Sungguh berada di luar nalar manusia. Keluarga yang seharusnya menciptakan lingkungan kehidupan yang harmonis, justru retak akibat keserakahan dan kedurhakaan seorang anak kepada orang tua, terkhusus ibu kandung sendiri.
Kasus-kasus di atas sangat memprihatinkan, bahwasanya ada masalah yang tengah menggerogoti diri anak remaja. Era millenial saat ini memaksa mereka bersikap hedonis. Mereka menuntut para orang tua agar memenuhi seluruh keinginannya. Lebih jauh lagi, mereka tidak segan-segan menuntut orang tua kandung mereka ke jalur hukum manakala keinginannya tidak terpenuhi.
Persoalan remaja kian kompleks. Hal ini tentu berawal dari salah pengasuhan sejak mereka mengenal lingkungan kehidupan pertama mereka. Para orang tua, khususnya ibu juga terseret arus kehidupan sosialita. Tak jarang anak yang memiliki ibu model sosialita akan selalu berpikir praktis, yakni membahagiakan anaknya dengan materi saja tanpa adanya ikatan jiwa (emosional) yang merekatkan hubungan kasih sayang di antara mereka.
Pun tak sedikit dari ibu berpasrah dengan keadaan akibat perceraian, hingga anak tidak merasakan kehidupan yang harmonis. Naasnya, anak akibat korban perceraian akan mencari pelampiasan hidup di luar benteng pertahanan pertama mereka sejak lahir, yakni keluarga.
Sekularisme Biang Kerok Persoalan Keluarga
Menjadi PR besar bagi orang tua ketika memiliki seorang anak jauh dari sosok yang berkepribadian Islam. Kemajuan teknologi telah menyita fitrah dan naluri seorang ibu sebagai ummun warabbtul bait. Seperangkat gadget hingga uang tunai menjadi alat pengganti kasih sayang para orang tua. Mereka berpikir dengan memberikan fasilitas berupa materi akan membuat para anak remaja merasa diberi kasih sayang. Padahal, faktanya tidak demikian. Justru dengan pembiasaan hidup hedonis, perlahan tapi pasti akan membentuk pola pikir anak remaja yang menilai hubungan antara mereka dengan orang tuanya diukur dengan materi hingga standarnya hanyalah untung rugi.
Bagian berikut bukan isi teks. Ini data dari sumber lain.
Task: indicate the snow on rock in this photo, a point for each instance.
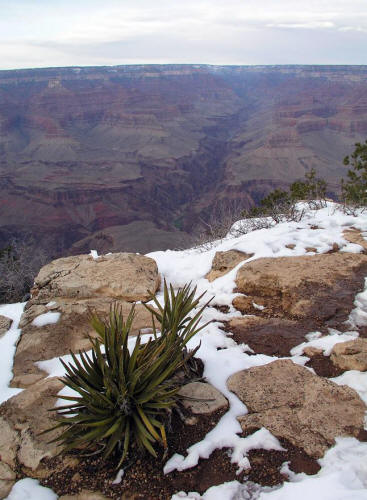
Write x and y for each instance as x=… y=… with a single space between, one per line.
x=30 y=489
x=48 y=318
x=7 y=349
x=343 y=474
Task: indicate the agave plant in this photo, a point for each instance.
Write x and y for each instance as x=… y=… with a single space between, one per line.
x=174 y=316
x=122 y=396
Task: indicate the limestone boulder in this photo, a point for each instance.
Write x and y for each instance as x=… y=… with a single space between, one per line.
x=318 y=286
x=124 y=276
x=202 y=398
x=22 y=418
x=7 y=479
x=5 y=324
x=224 y=262
x=355 y=236
x=350 y=355
x=292 y=403
x=84 y=495
x=70 y=332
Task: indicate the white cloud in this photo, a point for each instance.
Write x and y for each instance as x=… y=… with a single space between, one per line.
x=82 y=32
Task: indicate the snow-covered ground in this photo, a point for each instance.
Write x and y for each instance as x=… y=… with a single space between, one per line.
x=343 y=474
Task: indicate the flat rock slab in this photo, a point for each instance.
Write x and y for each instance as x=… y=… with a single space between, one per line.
x=321 y=287
x=355 y=236
x=271 y=336
x=22 y=418
x=124 y=276
x=294 y=404
x=224 y=262
x=350 y=355
x=206 y=399
x=5 y=324
x=84 y=495
x=70 y=332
Lebih parahnya lagi, keadaan keluarga yang mengadopsi nilai-nilai liberal akan memberikan kebebasan seluas-luasnya pada anak remaja. Hal tersebut tentu akan berdampak pada pola sikap anak yang tidak mengindahkan aturan dari orang tua, bahkan penghormatan terhadap orang tua nyaris hilang. Anak remaja menjadi durhaka sebab bertindak semena-mena terhadap orang tua. Bahaya liberalisme akan menghasilkan anak yang tidak hanya bebas melawan perintah dan perkataan orang tua, bahkan bebas menuntut orang tua ke ranah hukum hingga memenjarakan orang tua akibat perilaku yang terkontaminasi dengan nilai-nilai liberal.
Pangkal dari masalah yang menimpa lingkungan kehidupan keluarga adalah aturan hidup yang demikian sekuler. Bahkan di sekolah pun anak hanya ditransfer pelajaran sekolah semata, tidak menjadi tempat mendidik pribadi anak agar salih dan bertakwa. Akibatnya, sistem sekuler yang jauh dari aturan Tuhan (agama Islam) akan merusak dan menghancurkan kehidupan generasi.
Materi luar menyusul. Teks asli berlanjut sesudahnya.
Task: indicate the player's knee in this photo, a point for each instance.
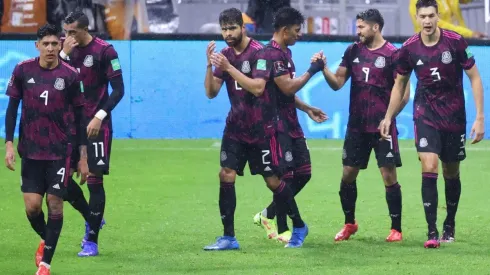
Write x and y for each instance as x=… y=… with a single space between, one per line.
x=227 y=175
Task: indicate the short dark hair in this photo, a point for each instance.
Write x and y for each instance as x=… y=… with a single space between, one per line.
x=230 y=17
x=287 y=17
x=372 y=16
x=47 y=30
x=426 y=4
x=77 y=16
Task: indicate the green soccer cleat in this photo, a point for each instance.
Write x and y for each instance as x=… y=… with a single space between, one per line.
x=268 y=224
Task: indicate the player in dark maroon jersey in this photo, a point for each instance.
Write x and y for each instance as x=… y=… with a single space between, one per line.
x=370 y=63
x=52 y=104
x=438 y=57
x=98 y=64
x=271 y=78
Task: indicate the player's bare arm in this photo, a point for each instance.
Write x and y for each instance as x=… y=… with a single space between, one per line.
x=314 y=113
x=478 y=128
x=212 y=84
x=397 y=95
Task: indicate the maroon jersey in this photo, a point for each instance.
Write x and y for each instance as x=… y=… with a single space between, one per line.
x=97 y=62
x=287 y=106
x=372 y=75
x=244 y=119
x=439 y=97
x=48 y=100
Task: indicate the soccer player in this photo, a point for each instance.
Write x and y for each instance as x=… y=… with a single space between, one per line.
x=52 y=104
x=98 y=64
x=438 y=57
x=370 y=64
x=271 y=78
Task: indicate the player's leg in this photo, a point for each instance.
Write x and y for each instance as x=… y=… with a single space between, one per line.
x=388 y=157
x=355 y=156
x=32 y=187
x=428 y=143
x=453 y=152
x=232 y=160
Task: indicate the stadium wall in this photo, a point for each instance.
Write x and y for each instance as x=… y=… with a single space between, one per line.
x=165 y=96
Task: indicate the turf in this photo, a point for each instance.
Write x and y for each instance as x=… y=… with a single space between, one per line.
x=162 y=208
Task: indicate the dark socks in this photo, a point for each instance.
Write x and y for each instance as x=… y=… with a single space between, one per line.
x=394 y=200
x=348 y=198
x=76 y=198
x=53 y=230
x=97 y=206
x=453 y=192
x=38 y=224
x=227 y=206
x=430 y=200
Tatanan kehidupan keluarga yang jauh dari aturan Islam tidak akan mampu membentuk karakter anak. Sekulerisme senantiasa menggiring anak remaja berpikir dan berperilaku bebas hingga kebablasan dalam bertindak, akibat rapuhnya pertahanan keluarga yang tidak tunduk dan menerapkan aturan agama hingga amat jauh dari nilai-nilai Islam.
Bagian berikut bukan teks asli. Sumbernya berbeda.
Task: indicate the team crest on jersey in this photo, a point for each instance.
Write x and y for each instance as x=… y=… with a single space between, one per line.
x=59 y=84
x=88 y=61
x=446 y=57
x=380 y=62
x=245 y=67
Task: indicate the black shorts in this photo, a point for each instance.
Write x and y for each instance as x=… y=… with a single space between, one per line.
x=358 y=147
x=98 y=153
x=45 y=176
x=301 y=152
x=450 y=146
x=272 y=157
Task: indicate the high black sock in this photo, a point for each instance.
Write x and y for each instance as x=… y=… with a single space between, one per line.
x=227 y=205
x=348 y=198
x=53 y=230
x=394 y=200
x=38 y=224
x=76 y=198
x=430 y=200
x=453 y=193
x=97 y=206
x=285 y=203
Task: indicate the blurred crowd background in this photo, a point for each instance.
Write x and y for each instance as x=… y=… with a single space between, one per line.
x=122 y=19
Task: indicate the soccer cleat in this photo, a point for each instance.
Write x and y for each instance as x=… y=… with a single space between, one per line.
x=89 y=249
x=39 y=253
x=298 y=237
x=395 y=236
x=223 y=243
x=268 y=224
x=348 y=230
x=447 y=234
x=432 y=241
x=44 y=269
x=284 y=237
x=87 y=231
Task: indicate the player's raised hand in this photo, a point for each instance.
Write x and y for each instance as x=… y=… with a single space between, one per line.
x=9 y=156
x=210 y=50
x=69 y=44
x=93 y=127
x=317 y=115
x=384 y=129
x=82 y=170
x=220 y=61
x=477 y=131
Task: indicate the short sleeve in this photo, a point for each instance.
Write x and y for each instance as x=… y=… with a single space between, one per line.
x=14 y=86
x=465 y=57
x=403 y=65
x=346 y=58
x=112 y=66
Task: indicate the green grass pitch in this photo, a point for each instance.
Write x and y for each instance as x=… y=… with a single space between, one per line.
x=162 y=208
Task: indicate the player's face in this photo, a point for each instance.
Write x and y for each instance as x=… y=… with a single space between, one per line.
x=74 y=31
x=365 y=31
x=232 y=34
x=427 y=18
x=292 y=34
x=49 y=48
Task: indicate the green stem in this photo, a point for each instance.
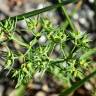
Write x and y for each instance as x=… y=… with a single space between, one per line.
x=36 y=12
x=77 y=85
x=67 y=16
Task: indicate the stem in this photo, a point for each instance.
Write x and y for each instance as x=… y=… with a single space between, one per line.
x=68 y=18
x=77 y=85
x=36 y=12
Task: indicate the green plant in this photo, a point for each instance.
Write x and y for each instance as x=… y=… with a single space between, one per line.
x=74 y=50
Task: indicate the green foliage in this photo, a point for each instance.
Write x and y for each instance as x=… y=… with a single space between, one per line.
x=38 y=59
x=71 y=61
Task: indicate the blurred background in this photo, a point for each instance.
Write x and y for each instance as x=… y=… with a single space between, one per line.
x=84 y=19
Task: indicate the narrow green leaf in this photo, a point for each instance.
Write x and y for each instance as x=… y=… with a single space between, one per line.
x=36 y=12
x=77 y=85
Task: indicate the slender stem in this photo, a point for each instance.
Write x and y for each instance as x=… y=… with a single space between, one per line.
x=36 y=12
x=67 y=16
x=77 y=85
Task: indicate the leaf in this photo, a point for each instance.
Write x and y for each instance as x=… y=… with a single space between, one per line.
x=77 y=85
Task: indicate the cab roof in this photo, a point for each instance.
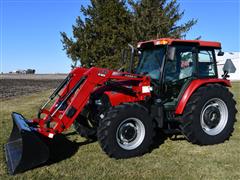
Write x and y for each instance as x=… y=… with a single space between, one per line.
x=169 y=41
Fungsi Keluarga Rapuh Kembali Utuh dengan Syariat Islam
Berbagai masalah yang menimpa anak remaja bukan sepenuhnya menjadi tanggung jawab orang tua, apalagi diserahkan pada pihak kepolisian. Akan tetapi, butuh solusi integral dan sistemis, yakni dengan mengubah asas kehidupan yang demikian sekuler-liberal, di mana agama dipinggirkan dalam mengatur urusan kehidupan, baik dalam skup kecil, seperti ranah individu dan keluarga, maupun skup besar, masyarakat hingga negara.
Syariat Islam telah menempatkan keluarga memiliki fungsi politis dan peran strategis. Keluarga berfungsi sebagai penyalur pendidikan pertama dan utama bagi anak-anaknya. Orang tua dalam hal ini ayah dan ibu sebagai sumber pertama dalam pengajaran ilmu sekaligus menanamkan adab sebagai seorang hamba Allah. Orang tua berfungsi sebagai tempat membangun dan mengukuhkan hubungan yang harmonis untuk meraih ketenangan dan ketenteraman hidup di antara anggota keluarga.
Adapun fungsi keluarga dalam menjalankan peran strategis dan politisnya adalah memiliki visi mencetak generasi yang tidak hanya unggul di bidang sains dan teknologi, melainkan unggul dalam kesalihan dan ketakwaan, serta siap menjadi calon pemimpin masa depan. Merekalah kelak yang akan menjadi agen yang membangun peradaban agung hingga mampu meraih gelar khairu ummah.
Oleh karena itu, syariat Islam tidak membatasi adanya kehidupan ideal di ranah keluarga saja, melainkan Islam punya seperangkat aturan yang akan memastikan hukum-hukum Islam tegak dengan sempurna dan paripurna di berbagai aspek kehidupan, baik individu, keluarga, maupun masyarakat hingga negara. Wallaahu a'lam bi ash-shawab.[]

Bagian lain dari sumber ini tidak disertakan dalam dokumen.